De acordo com Appio, a legislação estabelece "de maneira clara e solar" que "não se pode premiar quem já descumpriu um acordo anterior".

"Houve manifesta reiteração delitiva após este acordo de colaboração premiada em 2004, tendo o condenado sido preso, novamente, em 2014, também por decisão do então juiz federal e hoje senador pelo Paraná doutor Sergio Moro", diz Appio.

Para o novo juiz da Lava Jato, o doleiro foi "um verdadeiro arquiteto de diversas organizações criminosas ao longo dos últimos 20 anos, sendo certo que a sua multireincidência revela sua incompatibilidade com o regime de liberdade provisória sem condições".

Youssef foi preso por volta das 18h30 desta segunda-feira em um condomínio onde morava, no balneário de Itapoá, no litoral norte de Santa Catarina. Ele foi levado por agentes da Polícia Federal de Joinville (SC) para a Superintendência da Polícia Federal em Curitiba ainda na segunda-feira.

Ao chegarem no condomínio, os agentes da PF foram informados pelo porteiro de que Youssef mantinha uma rotina de trabalho no porto privado de Itapoá. Ainda segundo o relato da PF, Youssef chegou no condomínio perto das 19h e ficou "bastante inconformado" com o mandado de prisão.

Ele foi encaminhado para a viatura, sem algemas, e chegou na capital do Paraná por volta das 21h.

Ao determinar a prisão do doleiro, o juiz Appio afirma em seu despacho que Youssef não resolveu todas as suas pendências com a Receita. Também afirma que o doleiro não mantém atualizado seu endereço junto à Justiça Federal, o que demonstraria "certeza de impunidade".

O juiz afirma ainda que o doleiro está vivendo em uma situação "muito privilegiada em relação à imensa maioria dos cidadãos brasileiros" e "incompatível com todas as condenações já proferidas em matéria criminal". Ele cita que Youssef teria, por exemplo, tentando comprar um avião e um helicóptero.

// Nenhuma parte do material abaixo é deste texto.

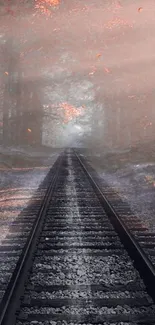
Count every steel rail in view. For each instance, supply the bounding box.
[73,150,155,301]
[0,154,62,325]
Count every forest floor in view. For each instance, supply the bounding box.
[81,143,155,231]
[0,146,61,169]
[0,147,60,245]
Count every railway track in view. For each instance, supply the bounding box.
[0,150,155,325]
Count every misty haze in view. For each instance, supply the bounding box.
[0,0,155,325]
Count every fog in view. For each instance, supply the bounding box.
[0,0,155,149]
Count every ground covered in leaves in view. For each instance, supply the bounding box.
[82,143,155,231]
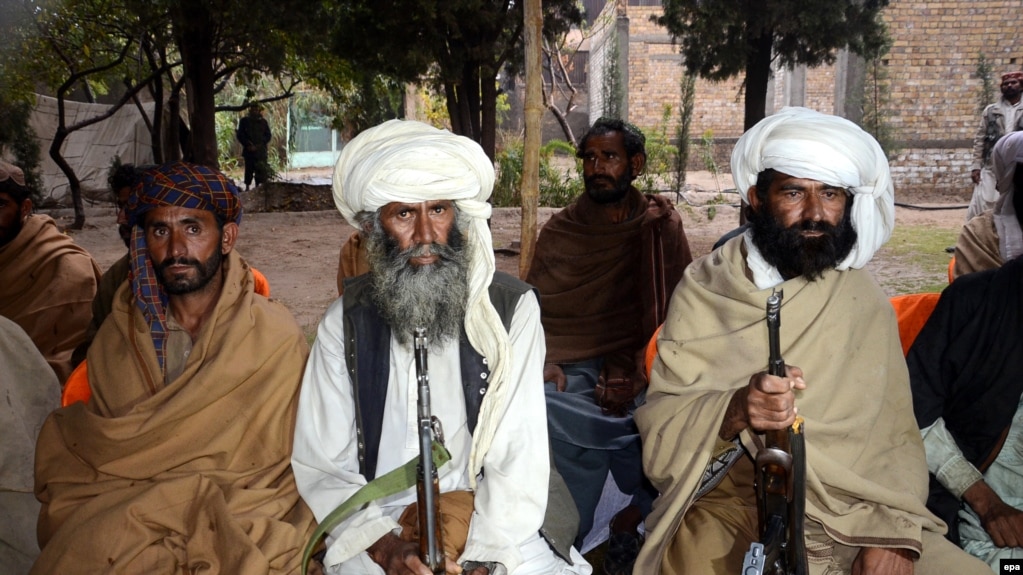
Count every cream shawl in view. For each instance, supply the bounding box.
[635,237,944,573]
[33,252,314,575]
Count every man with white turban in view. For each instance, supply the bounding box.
[966,70,1023,221]
[952,132,1023,277]
[635,108,987,575]
[293,120,590,575]
[906,132,1023,572]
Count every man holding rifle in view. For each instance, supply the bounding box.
[635,108,987,575]
[293,120,590,575]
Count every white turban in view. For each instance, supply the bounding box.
[731,107,895,288]
[991,132,1023,262]
[333,120,512,482]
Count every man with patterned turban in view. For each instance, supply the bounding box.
[952,131,1023,277]
[966,71,1023,221]
[293,120,589,575]
[635,107,989,575]
[32,162,314,574]
[0,161,100,385]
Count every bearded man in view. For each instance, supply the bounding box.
[966,71,1023,216]
[293,120,590,575]
[635,107,989,575]
[526,118,693,574]
[952,131,1023,278]
[32,162,314,574]
[0,161,100,385]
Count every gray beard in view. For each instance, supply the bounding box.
[366,221,469,345]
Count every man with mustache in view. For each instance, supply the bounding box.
[32,162,314,574]
[526,118,693,575]
[0,156,100,385]
[635,107,990,575]
[293,120,590,575]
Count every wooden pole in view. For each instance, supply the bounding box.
[519,0,543,279]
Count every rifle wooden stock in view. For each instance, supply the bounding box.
[743,292,809,575]
[414,327,444,574]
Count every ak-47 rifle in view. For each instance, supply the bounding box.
[413,327,444,574]
[742,292,809,575]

O advogado de Youssef, Gustavo Flores, ainda não respondeu ao contato da reportagem para comentar o assunto.

Eduardo Appio já disse em entrevistas ser crítico aos métodos da Lava Jato no período em que a operação era conduzida por Moro e tinha Deltan Dallagnol como chefe da força-tarefa do Ministério Público.

Ao assumir a 13ª Vara Federal de Curitiba, afirmou à Folha que um dos seus objetivos era o de resgatar a credibilidade da Justiça Federal e assegurar a neutralidade "ideológica ou político-partidária" nos julgamentos, afastando o que classifica de "populismo judicial".

Uma procuradora da República do Paraná, Carolina Bonfadini de Sá, pediu que o juiz se declare suspeito para atuar na operação, afirmando que ele não tem o distanciamento necessário para julgar os casos.

Deltan, hoje deputado federal pelo Podemos-PR, criticou em rede social a prisão de Youssef. "Agora pode prisão preventiva de ofício, sem pedido da Polícia ou do Ministério Público?", escreveu o hoje deputado.

A procuradora Monique Cheker, que também atuou na Lava Jato, também fez críticas à prisão. afirmando que representações fiscais da Receita Federal são "documentos ordinários e cotidianos que são enviados ao MPF/PF e geram primeiro procedimentos investigativos".

"Alguém está decretando prisão preventiva de ofício e de forma ilegal?", diz ela, em rede social.